Parathyroid autofluorescence

Answer 6

• Parathyroid glands possess a unique autofluorescence in the near-infrared spectrum (~820 nm emission)
• Can be visualized via: Storz laparoscopic near-infrared/indocyanine green (NIR/ICG) imaging system with minor modifications to the xenon light source (filtered to emit 690 nm to 790 nm light, less than 1% in the red and green above 470 nm and no blue light)
• Post-processing may be utilized to enhance the signal to noise ratio on the display and improve detection

Question 7

Follicular adenoma vs follicular carcinoma

Answer 7

• Follicular adenoma is a benign thyroid nodule
• They are quite common in adults
• Unfortunately, they cannot be differentiated from follicular carcinoma on the basis of cytology (aspiration) alone.

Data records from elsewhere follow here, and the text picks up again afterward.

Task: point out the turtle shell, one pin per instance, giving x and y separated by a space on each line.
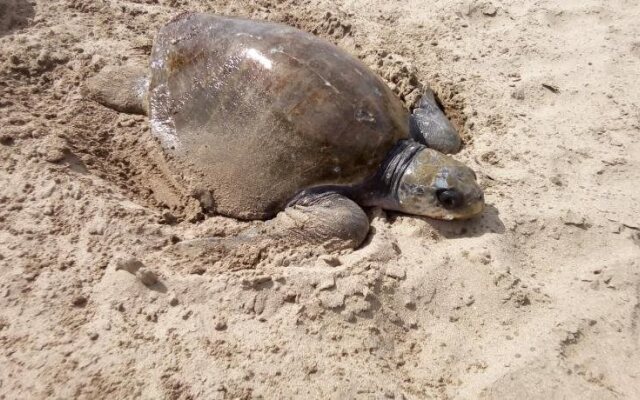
253 112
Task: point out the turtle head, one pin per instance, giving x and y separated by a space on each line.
437 186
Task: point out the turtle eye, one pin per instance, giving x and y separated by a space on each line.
450 198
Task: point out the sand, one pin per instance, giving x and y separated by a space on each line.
538 299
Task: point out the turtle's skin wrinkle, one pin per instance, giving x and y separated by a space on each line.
272 121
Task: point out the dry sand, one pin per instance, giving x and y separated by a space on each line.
539 298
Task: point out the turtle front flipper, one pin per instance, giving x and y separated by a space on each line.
325 219
123 88
428 125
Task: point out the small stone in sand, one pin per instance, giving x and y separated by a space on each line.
147 277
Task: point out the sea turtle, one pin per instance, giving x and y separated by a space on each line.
264 121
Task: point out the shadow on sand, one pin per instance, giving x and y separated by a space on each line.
14 15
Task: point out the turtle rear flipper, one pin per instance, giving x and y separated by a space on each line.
123 89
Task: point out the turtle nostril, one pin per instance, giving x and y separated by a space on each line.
450 198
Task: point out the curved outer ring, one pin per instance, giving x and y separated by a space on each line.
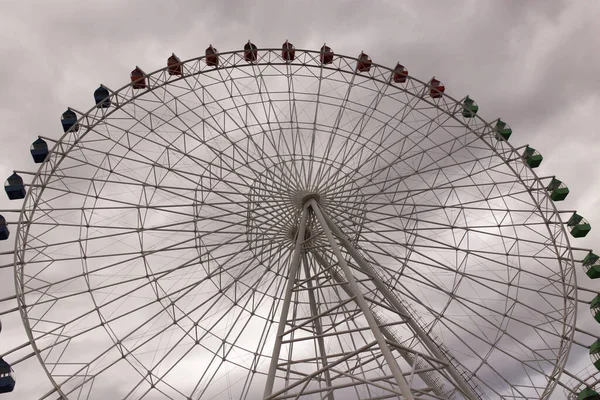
272 56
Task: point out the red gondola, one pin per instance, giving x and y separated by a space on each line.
326 55
212 56
400 73
288 51
437 88
138 78
174 65
364 63
250 52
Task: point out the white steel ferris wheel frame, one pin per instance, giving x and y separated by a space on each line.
439 358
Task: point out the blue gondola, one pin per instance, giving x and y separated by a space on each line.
69 120
4 234
39 150
14 187
250 52
7 377
102 97
212 56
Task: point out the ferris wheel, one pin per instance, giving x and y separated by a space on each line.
285 224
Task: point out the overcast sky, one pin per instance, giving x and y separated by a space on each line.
536 64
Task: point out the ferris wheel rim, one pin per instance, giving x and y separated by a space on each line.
258 63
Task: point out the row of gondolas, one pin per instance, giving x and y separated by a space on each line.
578 226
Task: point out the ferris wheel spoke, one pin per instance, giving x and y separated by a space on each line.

This requires a core needle biopsy showing architecture.
  
  • Note: The same is true of Hurthle cell adenoma vs carcinoma

Question 8

MEN syndromes

Answer 8

Question 9

Thyroid nodules greater than ___ in size are clinically significant and require further evaluation

Answer 9

Thyroid nodules greater than 1 cm in size are clinically significant and require further evaluation

Question 10

If a biopsy result for thyroid mass returns as medullary thyroid cancer, the next step is. . .

Answer 10

. . . MEN2 testing

If MEN2 testing is positive, urine metanephrines should be run to screen for pheochromocytoma. If present, this cancer takes precidence and should be dealt with prior to the medullary carcinoma.

Question 11

If a patient’s FNAB results are nondiagnostic, the next step is to. . .

Answer 11

. . . try FNAB again!

Repeat biopsy will obtain an adequate specimen the second time in 50% of cases

If this second biopsy failed, the surgery is recommended.

Question 12

Routine tests performed in a patient with a thyroid nodule who is clinically euthyroid

Answer 12

TSH and FNA biopsy

Question 13

The presentation of multiple subcentimeter cystic nodules in the thyroid is. . .

Answer 13

. . . common, typically seen in women

These are probably macrofollicles. They can be safely observed with serial ultrasound if TSH is normal.

Question 14

Most important risk factor for thyroid cancer

Answer 14

History of head/neck irradiation

GREATLY increases odds that any thyroid nodule is cancerous

MEN2 A or B is also an important risk factor.

Question 15

Role of thyroid uptake scan

Answer 15

Principally used in the scenario of nodule + hyperthyroidism

Question 16

Initial step in treatment of a thyroid neoplasm after diagnosis

Answer 16

Diagnostic thyroid lobectomy

This is necessary for local staging, which cannot be determined by FNA

Question 17

Chloride phosphate ratio

Answer 17

Cl : Phos > 33 : 1 suggests hyperparathyroidism

Question 18

Diagnosis and management of FHH

Answer 18

Diagnosis is by demonstrating elevated PTH in the context of low urinary calcium plus family history

Management is. . . nothing. It is a benign condition.

Question 19

Parathyroid hyperplasia vs parathyroid adenoma

Answer 19

Parathyroid adenoma is one hot nodule.

Parathyroid hyperplasia involves all four parathyroids.

Question 20

PTH on renal electrolyte handling

Answer 20

PTH increases the excretion of phosphate and bicarb

To maintain electrical neutrality, more chloride is reabsorbed

Hence, elevated chloride : phosphate ratio

Question 21

Hypercalcemia of malignancy vs primary hyperparathyroidism on electrolytes alone

Answer 21

Primary hyperparathyroidism is associated with elevated chloride, while hypercalcemia of malignancy (ectopic 1 alpha hydroxylase) is not.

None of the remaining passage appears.